Through Sweden’s National Police Board, co-operation has grown around neighbourhood police models, reforms and modernization of the police authority, as well as investments in gender equality issues.
Photo: Ylva Sahlstrand/Sida
Nicaraguan police focus on preventative work with Swedish police
“I think that, above all, the preventative model is what separates us from other countries and has worked better in the work against violence and narcotics,” said Aminta Granera, Nicaragua’s chief of police, on a recent visit to Sweden.
Granera has been in her position since 2006, after spending 30 years in the police force. And she has been ranked as Nicaragua’s most popular person – a popularity from which the entire force can benefit. Nicaragua is different to the rest of the Central American region in the sense that it works with a preventative approach and is “multi-disciplinarian” as Granera calls it.
Sweden has been supporting the Nicaraguan police force since the early 1990s and through Sweden’s National Police Board, co-operation has grown around neighbourhood police models, reforms and modernization of the police authority, as well as investments in gender equality issues.
An important part of the work has been the neighbourhood police model, which includes the family violence units. This is where vulnerable women and children receive professional help in reporting attacks and driving criminal proceedings against the perpetrators. As well as specially trained female police officers, these units contain psychologists and social workers.
Maria Tegborg, Sida’s country director for Nicaragua, said during Granera’s visit: “The number of attacks reported has increased thanks to the units.
“It has also meant that men, women and children have become more aware that violence in the home is a crime. This is the result that has come through in an evaluation of Sweden’s support, which the Nicaraguan police are highlighting.”

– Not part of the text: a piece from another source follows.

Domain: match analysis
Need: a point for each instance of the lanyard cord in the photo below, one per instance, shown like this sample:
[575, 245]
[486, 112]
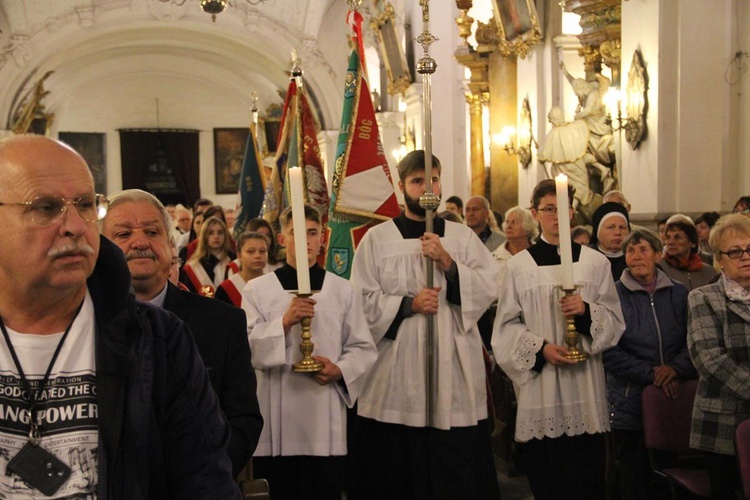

The family violence units also do psychosocial work with families who are exposed to violence, which has contributed to a reduction in violence. This co-operation between the police, social workers and psychologists is something that is repeated throughout the entire co-operation with the police. Granera particularly wants to highlight the police’s work with young people.
“In Nicaragua, we don’t have the same problems as other Central American countries with Maras (gangs), which is a result of our work,” she says. “We must catch the young people who are outcasts and excluded from society and create employment together with them.”
Granera says that more than 10,000 young people are working with the police to prevent crime and the dangerous forming of gangs. This is also co-ordinated with other departments. Unlike other countries’ methods, so called “mano-dura” (firm hand), where young people are quickly thrown into jail because they have committed a crime, the Nicaraguan police force quickly catches young people in the risk zone.
These are models that the Swedish police force has also adopted.
Mats Palmgren, chief superintendent at Sweden’s National Police Board, says: “When we began working in the country, Swedish crime-prevention work was connected to creating a safe environment. In Nicaragua, they focused on the individual instead, which we haven’t prioritized so highly in Sweden.”
Palmgren says that Nicaragua had greater success in its work with young people. And Swedish police have only started approaching young people in a similar way to the Nicaraguan police in recent years.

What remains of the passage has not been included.